11.6 The predicted wAFROC

## Following example is for mu = 2, lambda = 1, nu = 0.6. 20% of the diseased 
## cases have a single lesion, 40% have two lesions, 10% have 3 lesions, 
## and 30% have 4 lesions.  
lesDistr <- c(0.2, 0.4, 0.1, 0.3)

## On cases with one lesion the weights are 1, on cases with 2 lesions the weights
## are 0.4 and 0.6, on cases with three lesions the weights are 0.2, 0.3 and 0.5, and
## on cases with 4 lesions the weights are 0.3, 0.4, 0.2 and 0.1: 
relWeights <- c(0.3,  0.4, 0.2,  0.1)
p <- PlotRsmOperatingCharacteristics(
  mu = 2, 
  lambda = 1, 
  nu = 0.6, 
  OpChType = "wAFROC", 
  lesDistr = lesDistr, 
  relWeights = relWeights, 
  legendPosition = "bottom", nlfRange = c(0, 1), llfRange = c(0, 1))
p$wAFROCPlot

11.7 The distribution of number of lesions and weights

lesDistr
#> [1] 0.2 0.4 0.1 0.3
relWeights
#> [1] 0.3 0.4 0.2 0.1
  • The lesDistr array 0.2, 0.4, 0.1, 0.3 specifies the fraction of diseased cases with the number of lesions corresponding to the column index.

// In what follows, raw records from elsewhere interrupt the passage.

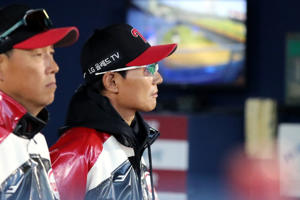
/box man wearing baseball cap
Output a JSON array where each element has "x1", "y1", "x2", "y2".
[
  {"x1": 0, "y1": 4, "x2": 79, "y2": 200},
  {"x1": 50, "y1": 24, "x2": 177, "y2": 200}
]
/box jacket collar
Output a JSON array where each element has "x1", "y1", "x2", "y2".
[{"x1": 0, "y1": 91, "x2": 48, "y2": 139}]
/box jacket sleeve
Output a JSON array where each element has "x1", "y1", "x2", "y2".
[{"x1": 50, "y1": 128, "x2": 102, "y2": 200}]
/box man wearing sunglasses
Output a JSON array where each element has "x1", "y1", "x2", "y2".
[
  {"x1": 0, "y1": 4, "x2": 79, "y2": 200},
  {"x1": 50, "y1": 24, "x2": 177, "y2": 200}
]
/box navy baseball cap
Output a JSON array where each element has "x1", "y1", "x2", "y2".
[{"x1": 81, "y1": 24, "x2": 177, "y2": 83}]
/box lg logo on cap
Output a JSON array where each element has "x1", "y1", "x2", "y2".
[{"x1": 131, "y1": 28, "x2": 147, "y2": 43}]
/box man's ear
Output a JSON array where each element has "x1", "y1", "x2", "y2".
[{"x1": 102, "y1": 72, "x2": 119, "y2": 93}]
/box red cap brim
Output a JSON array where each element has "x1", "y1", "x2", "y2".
[
  {"x1": 13, "y1": 26, "x2": 79, "y2": 49},
  {"x1": 126, "y1": 44, "x2": 177, "y2": 66}
]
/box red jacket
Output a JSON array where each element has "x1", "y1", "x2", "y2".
[{"x1": 0, "y1": 91, "x2": 59, "y2": 200}]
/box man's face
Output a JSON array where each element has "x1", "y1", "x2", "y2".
[
  {"x1": 118, "y1": 68, "x2": 163, "y2": 112},
  {"x1": 0, "y1": 46, "x2": 59, "y2": 114}
]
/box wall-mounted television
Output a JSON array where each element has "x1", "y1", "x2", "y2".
[{"x1": 127, "y1": 0, "x2": 247, "y2": 89}]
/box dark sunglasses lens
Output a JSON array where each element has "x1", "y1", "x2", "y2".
[
  {"x1": 147, "y1": 63, "x2": 156, "y2": 75},
  {"x1": 25, "y1": 10, "x2": 52, "y2": 31}
]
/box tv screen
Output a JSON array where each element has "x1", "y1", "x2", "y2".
[{"x1": 127, "y1": 0, "x2": 247, "y2": 86}]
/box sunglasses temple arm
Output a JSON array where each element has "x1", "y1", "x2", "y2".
[{"x1": 0, "y1": 20, "x2": 24, "y2": 39}]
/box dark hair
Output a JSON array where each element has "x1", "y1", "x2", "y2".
[{"x1": 90, "y1": 71, "x2": 127, "y2": 92}]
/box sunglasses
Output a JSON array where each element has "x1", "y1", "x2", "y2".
[
  {"x1": 0, "y1": 9, "x2": 52, "y2": 40},
  {"x1": 95, "y1": 63, "x2": 159, "y2": 76}
]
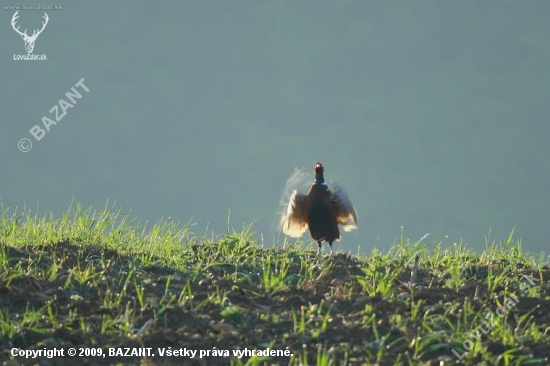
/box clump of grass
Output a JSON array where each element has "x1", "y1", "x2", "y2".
[{"x1": 0, "y1": 202, "x2": 550, "y2": 365}]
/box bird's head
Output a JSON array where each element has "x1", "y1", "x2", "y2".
[{"x1": 313, "y1": 162, "x2": 325, "y2": 174}]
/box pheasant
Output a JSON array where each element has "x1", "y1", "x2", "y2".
[{"x1": 281, "y1": 163, "x2": 357, "y2": 255}]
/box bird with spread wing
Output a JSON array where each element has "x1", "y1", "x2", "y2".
[{"x1": 281, "y1": 163, "x2": 357, "y2": 254}]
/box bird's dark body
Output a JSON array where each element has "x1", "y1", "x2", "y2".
[
  {"x1": 306, "y1": 184, "x2": 340, "y2": 245},
  {"x1": 281, "y1": 162, "x2": 357, "y2": 254}
]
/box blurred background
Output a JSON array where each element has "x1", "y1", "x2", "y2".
[{"x1": 0, "y1": 0, "x2": 550, "y2": 254}]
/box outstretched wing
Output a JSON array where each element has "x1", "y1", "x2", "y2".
[
  {"x1": 330, "y1": 183, "x2": 357, "y2": 231},
  {"x1": 281, "y1": 190, "x2": 307, "y2": 238}
]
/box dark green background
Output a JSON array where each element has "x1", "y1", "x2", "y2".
[{"x1": 0, "y1": 0, "x2": 550, "y2": 253}]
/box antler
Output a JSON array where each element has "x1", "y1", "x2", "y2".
[
  {"x1": 30, "y1": 13, "x2": 50, "y2": 38},
  {"x1": 11, "y1": 10, "x2": 50, "y2": 39},
  {"x1": 11, "y1": 10, "x2": 27, "y2": 37}
]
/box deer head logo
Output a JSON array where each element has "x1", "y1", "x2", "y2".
[{"x1": 11, "y1": 10, "x2": 49, "y2": 53}]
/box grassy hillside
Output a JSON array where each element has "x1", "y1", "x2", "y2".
[{"x1": 0, "y1": 204, "x2": 550, "y2": 365}]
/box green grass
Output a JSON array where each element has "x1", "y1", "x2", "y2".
[{"x1": 0, "y1": 203, "x2": 550, "y2": 365}]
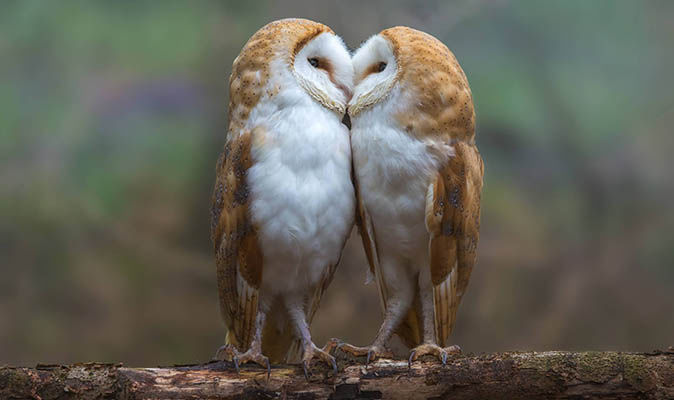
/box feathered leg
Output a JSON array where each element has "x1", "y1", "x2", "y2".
[
  {"x1": 408, "y1": 272, "x2": 461, "y2": 368},
  {"x1": 215, "y1": 309, "x2": 271, "y2": 379},
  {"x1": 287, "y1": 301, "x2": 337, "y2": 380}
]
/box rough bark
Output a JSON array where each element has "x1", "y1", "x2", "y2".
[{"x1": 0, "y1": 348, "x2": 674, "y2": 400}]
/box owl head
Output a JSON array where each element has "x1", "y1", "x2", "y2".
[
  {"x1": 229, "y1": 19, "x2": 353, "y2": 134},
  {"x1": 349, "y1": 26, "x2": 475, "y2": 136}
]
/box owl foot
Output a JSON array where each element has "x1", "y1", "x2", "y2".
[
  {"x1": 407, "y1": 343, "x2": 461, "y2": 368},
  {"x1": 302, "y1": 339, "x2": 337, "y2": 381},
  {"x1": 338, "y1": 343, "x2": 393, "y2": 365},
  {"x1": 215, "y1": 344, "x2": 271, "y2": 379}
]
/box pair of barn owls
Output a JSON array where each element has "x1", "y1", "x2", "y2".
[{"x1": 211, "y1": 19, "x2": 483, "y2": 373}]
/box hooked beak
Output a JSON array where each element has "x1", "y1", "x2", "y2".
[{"x1": 335, "y1": 83, "x2": 353, "y2": 104}]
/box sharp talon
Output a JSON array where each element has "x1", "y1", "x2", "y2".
[{"x1": 302, "y1": 361, "x2": 309, "y2": 382}]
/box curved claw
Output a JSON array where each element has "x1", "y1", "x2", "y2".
[{"x1": 302, "y1": 361, "x2": 309, "y2": 382}]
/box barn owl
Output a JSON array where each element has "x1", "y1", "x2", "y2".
[
  {"x1": 211, "y1": 19, "x2": 355, "y2": 374},
  {"x1": 341, "y1": 27, "x2": 483, "y2": 364}
]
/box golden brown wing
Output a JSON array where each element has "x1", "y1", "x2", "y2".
[
  {"x1": 211, "y1": 127, "x2": 263, "y2": 351},
  {"x1": 352, "y1": 165, "x2": 421, "y2": 347},
  {"x1": 426, "y1": 141, "x2": 484, "y2": 347}
]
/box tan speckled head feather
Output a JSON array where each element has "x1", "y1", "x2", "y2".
[
  {"x1": 380, "y1": 26, "x2": 475, "y2": 140},
  {"x1": 229, "y1": 18, "x2": 333, "y2": 132}
]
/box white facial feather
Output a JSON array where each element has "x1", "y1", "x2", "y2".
[
  {"x1": 293, "y1": 33, "x2": 353, "y2": 113},
  {"x1": 349, "y1": 35, "x2": 398, "y2": 116}
]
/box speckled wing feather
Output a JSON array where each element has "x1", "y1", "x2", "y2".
[
  {"x1": 426, "y1": 141, "x2": 484, "y2": 346},
  {"x1": 211, "y1": 131, "x2": 263, "y2": 351},
  {"x1": 352, "y1": 167, "x2": 421, "y2": 347}
]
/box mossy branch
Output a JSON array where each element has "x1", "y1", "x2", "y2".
[{"x1": 0, "y1": 348, "x2": 674, "y2": 400}]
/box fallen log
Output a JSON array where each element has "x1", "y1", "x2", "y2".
[{"x1": 0, "y1": 348, "x2": 674, "y2": 400}]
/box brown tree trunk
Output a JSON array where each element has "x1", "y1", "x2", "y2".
[{"x1": 0, "y1": 348, "x2": 674, "y2": 400}]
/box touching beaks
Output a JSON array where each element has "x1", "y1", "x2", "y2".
[
  {"x1": 336, "y1": 83, "x2": 353, "y2": 104},
  {"x1": 342, "y1": 109, "x2": 351, "y2": 130}
]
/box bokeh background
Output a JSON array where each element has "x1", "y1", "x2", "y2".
[{"x1": 0, "y1": 0, "x2": 674, "y2": 366}]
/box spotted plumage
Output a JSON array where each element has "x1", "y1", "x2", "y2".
[
  {"x1": 343, "y1": 27, "x2": 483, "y2": 362},
  {"x1": 211, "y1": 19, "x2": 355, "y2": 372}
]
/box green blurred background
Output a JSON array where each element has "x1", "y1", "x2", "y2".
[{"x1": 0, "y1": 0, "x2": 674, "y2": 366}]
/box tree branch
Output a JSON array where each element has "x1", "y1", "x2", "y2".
[{"x1": 0, "y1": 348, "x2": 674, "y2": 400}]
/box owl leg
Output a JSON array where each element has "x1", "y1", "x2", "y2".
[
  {"x1": 288, "y1": 302, "x2": 337, "y2": 381},
  {"x1": 407, "y1": 343, "x2": 461, "y2": 368},
  {"x1": 215, "y1": 310, "x2": 271, "y2": 379},
  {"x1": 407, "y1": 273, "x2": 461, "y2": 368},
  {"x1": 339, "y1": 284, "x2": 414, "y2": 364}
]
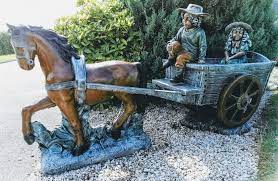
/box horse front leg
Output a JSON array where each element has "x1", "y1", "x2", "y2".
[
  {"x1": 57, "y1": 98, "x2": 89, "y2": 156},
  {"x1": 21, "y1": 97, "x2": 56, "y2": 145},
  {"x1": 111, "y1": 93, "x2": 137, "y2": 139}
]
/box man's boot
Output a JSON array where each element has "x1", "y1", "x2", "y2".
[
  {"x1": 170, "y1": 70, "x2": 183, "y2": 83},
  {"x1": 162, "y1": 57, "x2": 175, "y2": 70}
]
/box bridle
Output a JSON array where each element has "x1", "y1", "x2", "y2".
[
  {"x1": 11, "y1": 33, "x2": 36, "y2": 66},
  {"x1": 15, "y1": 47, "x2": 36, "y2": 66}
]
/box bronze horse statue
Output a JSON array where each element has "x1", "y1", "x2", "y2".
[{"x1": 8, "y1": 25, "x2": 144, "y2": 155}]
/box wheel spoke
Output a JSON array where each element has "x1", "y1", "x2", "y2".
[
  {"x1": 245, "y1": 81, "x2": 254, "y2": 94},
  {"x1": 249, "y1": 104, "x2": 257, "y2": 109},
  {"x1": 231, "y1": 109, "x2": 239, "y2": 120},
  {"x1": 249, "y1": 90, "x2": 259, "y2": 97},
  {"x1": 239, "y1": 81, "x2": 244, "y2": 95},
  {"x1": 225, "y1": 103, "x2": 237, "y2": 111},
  {"x1": 231, "y1": 94, "x2": 239, "y2": 101}
]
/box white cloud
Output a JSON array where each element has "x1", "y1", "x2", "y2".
[{"x1": 0, "y1": 0, "x2": 77, "y2": 31}]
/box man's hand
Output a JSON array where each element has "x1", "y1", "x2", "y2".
[
  {"x1": 166, "y1": 43, "x2": 173, "y2": 53},
  {"x1": 198, "y1": 60, "x2": 206, "y2": 64}
]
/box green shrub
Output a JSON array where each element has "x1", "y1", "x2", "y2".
[
  {"x1": 0, "y1": 32, "x2": 14, "y2": 55},
  {"x1": 55, "y1": 0, "x2": 140, "y2": 61},
  {"x1": 121, "y1": 0, "x2": 278, "y2": 79}
]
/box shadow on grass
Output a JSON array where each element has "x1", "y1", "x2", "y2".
[
  {"x1": 0, "y1": 54, "x2": 15, "y2": 63},
  {"x1": 258, "y1": 91, "x2": 278, "y2": 181}
]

To specify a dataset with exactly 3 lesions per diseased case use lesDist = c(0, 0, 1, 0).
  • The relWeights array 0.3, 0.4, 0.2, 0.1 specifies the relative weights.
  • For cases with 1 lesion, the weight is 1.
  • For cases with 2 lesions, the first lesion has weight 0.4285714 and the second lesion has weight 0.5714286, which are in the ratio 0.3 : 0.4 and sum to unity.
  • For cases with 3 lesions, the first lesion has weight 0.3333333, the second lesion has weight 0.4444444 and the third lesion has weight 0.2222222, which are in the ratio 0.3 : 0.4 : 0.2, and sum to unity.
  • For cases with 4 lesions, the weights are 0.3, 0.4, 0.2 and 0.1, which are in the ratio 0.3 : 0.4 : 0.2 : 0.1 and sum to unity.

11.8 Other operating characteristics

  • By changing OpChType one can generate other operating characteristics.
  • Note that lesiion weights argument is not needed for ROC curves. It is only needed for wAFROC and wAFROC1 curves.
lesDistr <- c(0.2, 0.4, 0.1, 0.3)
p <- PlotRsmOperatingCharacteristics(
  mu = 2, 
  lambda = 1, 
  nu = 0.6, 
  OpChType = "ROC",
  lesDistr = lesDistr,  
  legendPosition = "bottom")
p$ROCPlot

11.9 Summary

References

Chakraborty, Dev P. 2017. Observer Performance Methods for Diagnostic Imaging: Foundations, Modeling, and Applications with r-Based Examples. Boca Raton, FL: CRC Press.